Search code examples
jsonshellunixjqcontrol-characters

Remove escape sequence characters like newline, tab and carriage return from JSON file


I have a JSON with 80+ fields. While extracting the message field in the below mentioned JSON file using jq, I'm getting newline characters and tab spaces. I want to remove the escape sequence characters and I have tried it using sed, but it did not work.

Sample JSON file:

{
"HOSTNAME":"server1.example",
"level":"WARN",
"level_value":30000,
"logger_name":"server1.example.adapter",
"content":{"message":"ERROR LALALLA\nERROR INFO NANANAN\tSOME MORE ERROR INFO\nBABABABABABBA\n BABABABA\t ABABBABAA\n\n BABABABAB\n\n"}
}

Can anyone help me on this?


Solution

  • A pure jq solution:

    $ jq -r '.content.message | gsub("[\\n\\t]"; "")' file.json
    ERROR LALALLAERROR INFO NANANANSOME MORE ERROR INFOBABABABABABBA BABABABA ABABBABAA BABABABAB
    

    If you want to keep the enlosing " characters, omit -r.

    Note: peak's helpful answer contains a generalized regular expression that matches all control characters in the ASCII and Latin-1 Unicode range by way of a Unicode category specifier, \p{Cc}. jq uses the Oniguruma regex engine.


    Other solutions, using an additional utility, such as sed and tr.

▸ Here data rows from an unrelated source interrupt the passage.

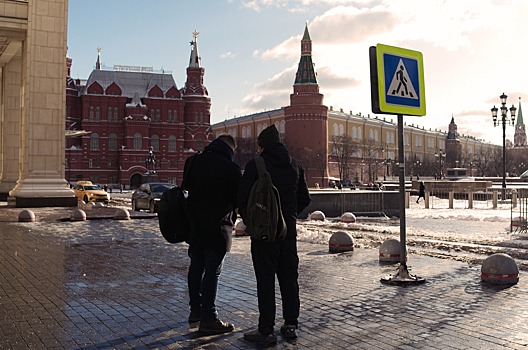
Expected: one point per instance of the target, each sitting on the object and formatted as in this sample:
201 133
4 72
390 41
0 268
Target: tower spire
195 60
306 72
98 63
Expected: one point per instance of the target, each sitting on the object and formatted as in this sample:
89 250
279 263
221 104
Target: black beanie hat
268 136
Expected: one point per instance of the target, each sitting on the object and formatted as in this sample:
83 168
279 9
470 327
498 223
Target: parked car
147 196
88 192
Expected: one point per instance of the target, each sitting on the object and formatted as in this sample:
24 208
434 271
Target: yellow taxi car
88 192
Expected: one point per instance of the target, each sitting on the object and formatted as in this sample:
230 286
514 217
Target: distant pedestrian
280 257
421 191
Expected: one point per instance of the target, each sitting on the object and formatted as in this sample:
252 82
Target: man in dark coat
280 257
212 180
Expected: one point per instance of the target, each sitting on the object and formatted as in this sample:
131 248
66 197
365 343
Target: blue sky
473 50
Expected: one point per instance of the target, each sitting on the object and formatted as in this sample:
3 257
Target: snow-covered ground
462 234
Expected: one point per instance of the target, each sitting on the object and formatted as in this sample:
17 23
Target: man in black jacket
212 182
279 257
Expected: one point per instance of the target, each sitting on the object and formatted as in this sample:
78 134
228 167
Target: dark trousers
278 258
204 271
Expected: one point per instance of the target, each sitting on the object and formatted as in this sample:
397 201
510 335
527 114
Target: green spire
519 114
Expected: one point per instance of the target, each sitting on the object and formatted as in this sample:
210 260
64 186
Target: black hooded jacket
286 175
212 181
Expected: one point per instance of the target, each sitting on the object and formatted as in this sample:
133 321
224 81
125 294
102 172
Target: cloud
228 54
351 25
273 92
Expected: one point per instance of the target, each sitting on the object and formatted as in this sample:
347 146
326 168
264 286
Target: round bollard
78 215
340 242
390 251
26 216
121 214
348 218
317 216
500 269
240 229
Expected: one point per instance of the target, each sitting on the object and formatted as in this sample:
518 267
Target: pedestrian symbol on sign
401 85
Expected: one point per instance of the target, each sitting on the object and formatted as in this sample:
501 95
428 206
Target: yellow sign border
391 108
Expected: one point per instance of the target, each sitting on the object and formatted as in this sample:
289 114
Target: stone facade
32 65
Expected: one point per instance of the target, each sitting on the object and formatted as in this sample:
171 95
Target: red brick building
115 117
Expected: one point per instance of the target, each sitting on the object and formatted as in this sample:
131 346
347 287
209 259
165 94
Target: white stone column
10 123
43 105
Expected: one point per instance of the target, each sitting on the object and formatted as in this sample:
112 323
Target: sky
473 50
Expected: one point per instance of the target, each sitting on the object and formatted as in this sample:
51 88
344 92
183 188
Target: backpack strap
261 166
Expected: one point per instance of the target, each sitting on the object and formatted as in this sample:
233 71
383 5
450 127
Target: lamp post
150 163
504 120
440 155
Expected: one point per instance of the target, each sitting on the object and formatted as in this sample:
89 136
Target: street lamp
504 113
440 156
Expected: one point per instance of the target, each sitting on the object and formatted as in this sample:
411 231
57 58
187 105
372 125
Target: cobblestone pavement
116 284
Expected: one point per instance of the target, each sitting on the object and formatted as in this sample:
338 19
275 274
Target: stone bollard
518 222
26 216
121 214
500 269
78 215
340 242
317 216
240 229
348 218
390 251
495 199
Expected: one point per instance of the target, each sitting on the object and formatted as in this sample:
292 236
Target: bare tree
343 150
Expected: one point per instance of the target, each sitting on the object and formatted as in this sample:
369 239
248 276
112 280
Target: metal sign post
397 87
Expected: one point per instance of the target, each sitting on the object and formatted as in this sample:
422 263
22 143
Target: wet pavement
116 284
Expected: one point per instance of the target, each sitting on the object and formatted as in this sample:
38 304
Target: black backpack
174 216
265 221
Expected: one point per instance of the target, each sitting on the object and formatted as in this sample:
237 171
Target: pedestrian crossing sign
397 81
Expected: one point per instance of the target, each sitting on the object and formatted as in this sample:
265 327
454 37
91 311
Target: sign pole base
402 278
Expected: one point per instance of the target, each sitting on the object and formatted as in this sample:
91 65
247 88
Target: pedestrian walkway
116 284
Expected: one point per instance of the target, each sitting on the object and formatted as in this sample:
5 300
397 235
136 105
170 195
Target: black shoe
289 331
215 327
257 337
194 317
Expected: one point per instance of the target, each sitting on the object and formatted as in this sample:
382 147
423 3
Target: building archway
135 181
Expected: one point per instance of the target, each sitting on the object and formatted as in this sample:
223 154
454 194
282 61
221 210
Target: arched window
172 143
154 142
200 143
112 142
94 141
138 141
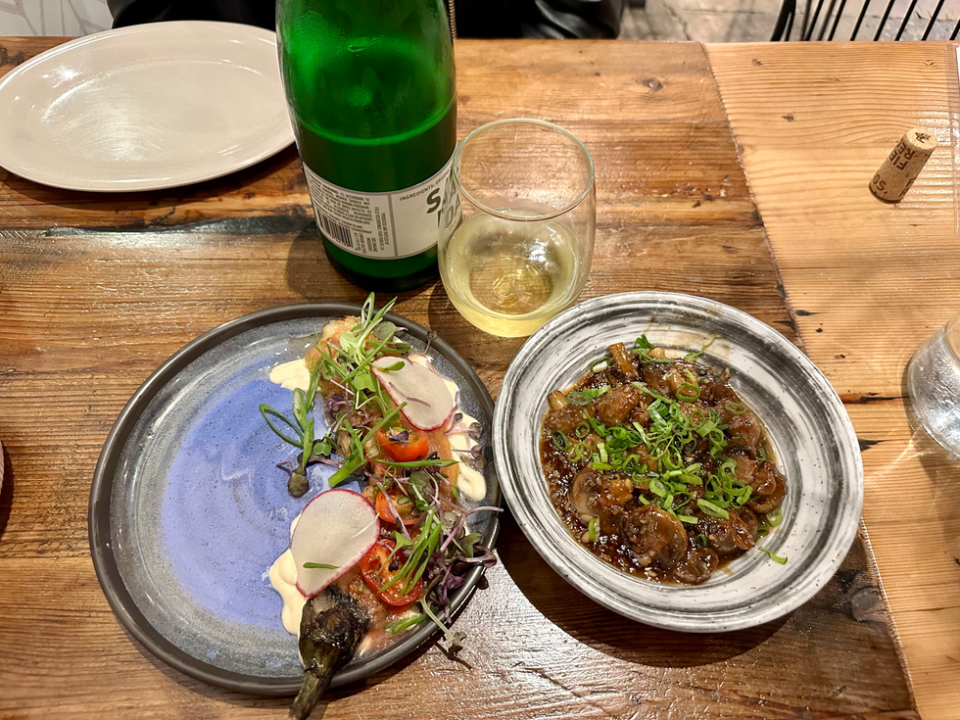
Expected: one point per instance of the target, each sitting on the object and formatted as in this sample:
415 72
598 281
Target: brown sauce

    Using sed to unconditionally remove escape sequences \n and t:

    $ jq '.content.message' file.json | sed 's/\\[tn]//g'
    "ERROR LALALLAERROR INFO NANANANSOME MORE ERROR INFOBABABABABABBA BABABABA ABABBABAA BABABABAB"
    

    Note that the enclosing " are still there, however. To remove them, add another substitution to the sed command:

    $ jq '.content.message' file.json | sed 's/\\[tn]//g; s/"\(.*\)"/\1/'
    ERROR LALALLAERROR INFO NANANANSOME MORE ERROR INFOBABABABABABBA BABABABA ABABBABAA BABABABAB
    

    A simpler option that also removes the enclosing " (note: output has no trailing \n):

    $ jq -r '.content.message' file.json | tr -d '\n\t'
    ERROR LALALLAERROR INFO NANANANSOME MORE ERROR INFOBABABABABABBA BABABABA ABABBABAA BABABABAB
    

    Note how -r is used to make jq interpolate the string (expanding the \n and \t sequences), which are then removed - as literals - by tr.